De allí, el recuerdo de un hombre pleno, que hubo de acompañarme en mi desarrollo profesional. Su obra, además, fue inspiradora. Tenía la costumbre de periodificar. No hay texto suyo, que yo conozca, donde no haya planteado una división cronológica o distinguido una temporalidad, y, como los autores clásicos de la arequipeñidad, también observó que a mediados del siglo XX, entre los años 50 y 60, Arequipa tuvo cambios estructurales, tanto en los aspectos socioculturales como urbanísticos. Si algo he aprendido de él, en mi calidad de historiador, es a periodizar.
Si pues, Héctor era ingenioso y siguiendo la antigua escuela investigó en los archivos de varias instituciones, hizo historia contemporánea en Arequipa. Abordó los aspectos culturales y tradicionales de una ciudad que aprendemos a conocer con Mostajo. Pudo ser el sexto autor de la Historia General de Arequipa (1990), maravillosa obra, en su lugar estudió la arquitectura mistiana, los Registros Públicos, la Escuela de Sociología, la Academia Lauretana de Ciencias y Artes, entre otros temas relevantes para comprender el tránsito a la modernidad.

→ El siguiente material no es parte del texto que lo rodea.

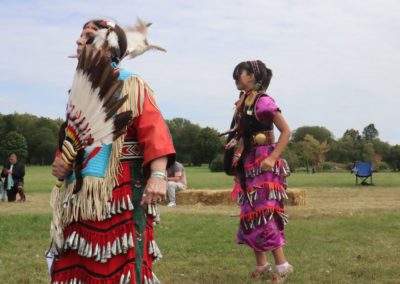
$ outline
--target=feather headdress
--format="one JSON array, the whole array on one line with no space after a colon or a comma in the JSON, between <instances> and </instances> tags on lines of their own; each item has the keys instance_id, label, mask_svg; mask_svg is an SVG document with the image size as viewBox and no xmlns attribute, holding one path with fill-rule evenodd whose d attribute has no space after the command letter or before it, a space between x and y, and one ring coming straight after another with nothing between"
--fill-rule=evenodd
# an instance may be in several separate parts
<instances>
[{"instance_id":1,"label":"feather headdress","mask_svg":"<svg viewBox=\"0 0 400 284\"><path fill-rule=\"evenodd\" d=\"M107 46L101 49L85 46L82 50L68 99L67 121L60 131L61 157L67 164L74 164L76 182L62 188L62 181L58 181L52 192L51 251L56 255L62 251L63 228L67 224L79 217L104 218L106 209L98 203L109 199L118 171L118 157L110 157L104 178L92 181L88 178L84 182L81 169L85 149L118 145L113 142L122 139L132 119L132 111L121 111L127 97L120 97L123 82L118 80L119 73L113 69L105 50ZM118 156L119 149L115 153ZM74 200L82 187L84 194ZM97 207L93 200L97 200Z\"/></svg>"},{"instance_id":2,"label":"feather headdress","mask_svg":"<svg viewBox=\"0 0 400 284\"><path fill-rule=\"evenodd\" d=\"M67 105L62 157L72 164L79 150L110 144L124 133L130 111L117 113L127 97L119 98L122 81L103 49L85 46L79 58Z\"/></svg>"}]
</instances>

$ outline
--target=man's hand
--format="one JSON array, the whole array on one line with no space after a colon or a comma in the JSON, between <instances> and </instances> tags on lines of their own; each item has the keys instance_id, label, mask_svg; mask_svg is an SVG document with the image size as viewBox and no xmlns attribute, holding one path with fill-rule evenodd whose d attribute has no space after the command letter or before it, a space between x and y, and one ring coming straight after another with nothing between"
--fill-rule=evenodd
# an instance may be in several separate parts
<instances>
[{"instance_id":1,"label":"man's hand","mask_svg":"<svg viewBox=\"0 0 400 284\"><path fill-rule=\"evenodd\" d=\"M158 177L150 177L147 181L140 205L155 204L165 198L167 192L167 182Z\"/></svg>"},{"instance_id":2,"label":"man's hand","mask_svg":"<svg viewBox=\"0 0 400 284\"><path fill-rule=\"evenodd\" d=\"M52 165L52 174L58 179L66 179L72 171L71 166L64 162L61 157L56 157Z\"/></svg>"}]
</instances>

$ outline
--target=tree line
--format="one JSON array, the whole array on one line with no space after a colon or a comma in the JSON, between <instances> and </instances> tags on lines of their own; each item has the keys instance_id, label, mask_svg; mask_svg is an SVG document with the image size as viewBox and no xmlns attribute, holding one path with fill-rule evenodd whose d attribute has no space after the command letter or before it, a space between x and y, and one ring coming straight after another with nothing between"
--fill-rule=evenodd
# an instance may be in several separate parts
<instances>
[{"instance_id":1,"label":"tree line","mask_svg":"<svg viewBox=\"0 0 400 284\"><path fill-rule=\"evenodd\" d=\"M28 164L51 164L62 122L31 114L0 114L1 161L14 152ZM211 169L220 170L226 141L216 129L201 127L185 118L166 120L166 124L178 161L193 166L208 164ZM282 156L294 170L329 170L337 165L350 168L355 161L373 162L376 169L400 170L400 145L381 141L374 124L367 125L361 133L348 129L338 139L322 126L299 127L293 131Z\"/></svg>"}]
</instances>

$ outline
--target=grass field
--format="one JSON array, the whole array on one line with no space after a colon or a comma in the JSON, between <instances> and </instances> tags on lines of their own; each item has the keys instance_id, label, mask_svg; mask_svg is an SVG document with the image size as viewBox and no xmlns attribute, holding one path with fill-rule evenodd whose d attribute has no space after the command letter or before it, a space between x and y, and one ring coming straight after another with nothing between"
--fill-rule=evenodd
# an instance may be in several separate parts
<instances>
[{"instance_id":1,"label":"grass field","mask_svg":"<svg viewBox=\"0 0 400 284\"><path fill-rule=\"evenodd\" d=\"M26 169L28 192L48 192L54 184L50 167L28 167ZM207 167L186 168L188 186L192 189L222 189L232 187L232 177L224 173L211 173ZM400 173L374 173L373 183L379 187L400 187ZM340 187L357 188L355 176L350 173L293 173L289 186L295 188Z\"/></svg>"},{"instance_id":2,"label":"grass field","mask_svg":"<svg viewBox=\"0 0 400 284\"><path fill-rule=\"evenodd\" d=\"M49 172L28 168L28 202L0 203L0 283L48 283L43 253L51 219ZM343 173L291 177L290 184L306 188L309 200L307 206L287 207L285 252L295 266L288 283L400 283L399 175L375 176L377 186L371 187L355 187L354 177ZM231 179L221 178L204 168L188 169L191 188L229 188ZM155 272L162 283L250 283L254 260L247 247L235 244L238 220L230 215L238 213L236 206L161 211L155 234L164 258Z\"/></svg>"}]
</instances>

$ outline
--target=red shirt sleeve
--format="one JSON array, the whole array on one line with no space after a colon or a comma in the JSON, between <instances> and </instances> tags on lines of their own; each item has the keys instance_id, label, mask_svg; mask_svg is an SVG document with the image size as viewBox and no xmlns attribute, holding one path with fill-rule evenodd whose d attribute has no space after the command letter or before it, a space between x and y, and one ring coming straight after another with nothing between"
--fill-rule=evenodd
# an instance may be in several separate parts
<instances>
[{"instance_id":1,"label":"red shirt sleeve","mask_svg":"<svg viewBox=\"0 0 400 284\"><path fill-rule=\"evenodd\" d=\"M168 164L174 161L175 148L171 135L152 95L145 93L143 110L133 120L133 125L143 149L144 166L163 156L168 156Z\"/></svg>"}]
</instances>

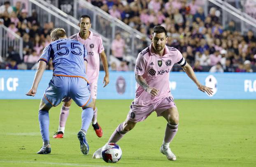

La pandemia nos quitó el privilegio de volver a encontrarnos o coincidir en alguna presentación. Una tarde de abril del 2020, en medio del encierro, quise escribir su biografía. Cogí el teléfono y llamé al fijo que terminaba en 41. ¡Alo! —dijo su esposa. Pregunté por él y Héctor apenas articulaba algunas palabras. ¿Usted recuerda a sus padres? —pregunté—. ¿Cuáles eran sus nombres? Luego de una pausa, un tanto prolongada, no pudo darme respuesta. Su señora rápidamente intervino y con mucha amabilidad, pudo resolver mis inquietudes. Me contó algunas anécdotas y de tiempo en tiempo, don Héctor balbuceaba algunos comentarios. Si me reconoció, pero él ya no era el mismo conversador, el doctor que me contó una de sus decepciones cuando propuso a la universidad, a su Alma Mater, a la UNSA, la publicación de su libro “Arequipa: Patrimonio Cultural de la Humanidad” (2012) y lo “pasearon” —del castellano peruano de hacer perder el tiempo, de dar falsas expectativas o de demorar algo—. “Tuvo que venir una institución externa, unos extranjeros, que lo financiaron en dos idiomas” —me contó. Eso también lo viví, en los rectorados de Medina Hoyos y Linares Huaco… “Me apena. Si a Usted no le han hecho caso, no le han ayudado —pensé y creo que se lo dije—. A mi me darán una patada”.
Yo no conocí a un abuelito, por más años que tuviera o por más que su andar se hiciera lento, conocí a un hombre vital, entregado a la investigación histórica y jurídica de Arequipa. Aquel, ciertamente añoso, caminaba por los pasillos de la Universidad Católica de Santa María, pues a pesar de ser jubilado, continuó trabajando en la Escuela de Posgrado de dicha universidad. Así fueron sus últimos años. Siempre en la docencia. Hasta que el 19 de enero del 2024, Arequipa lo vio partir. Vino a la mente su imagen: allí estaba él, sentado, ligeramente inclinado apoyando los brazos en las rodillas, mientras me escuchaba cuando presenté mi libro: Historia de la Fiestas del Carnaval en Arequipa (2017).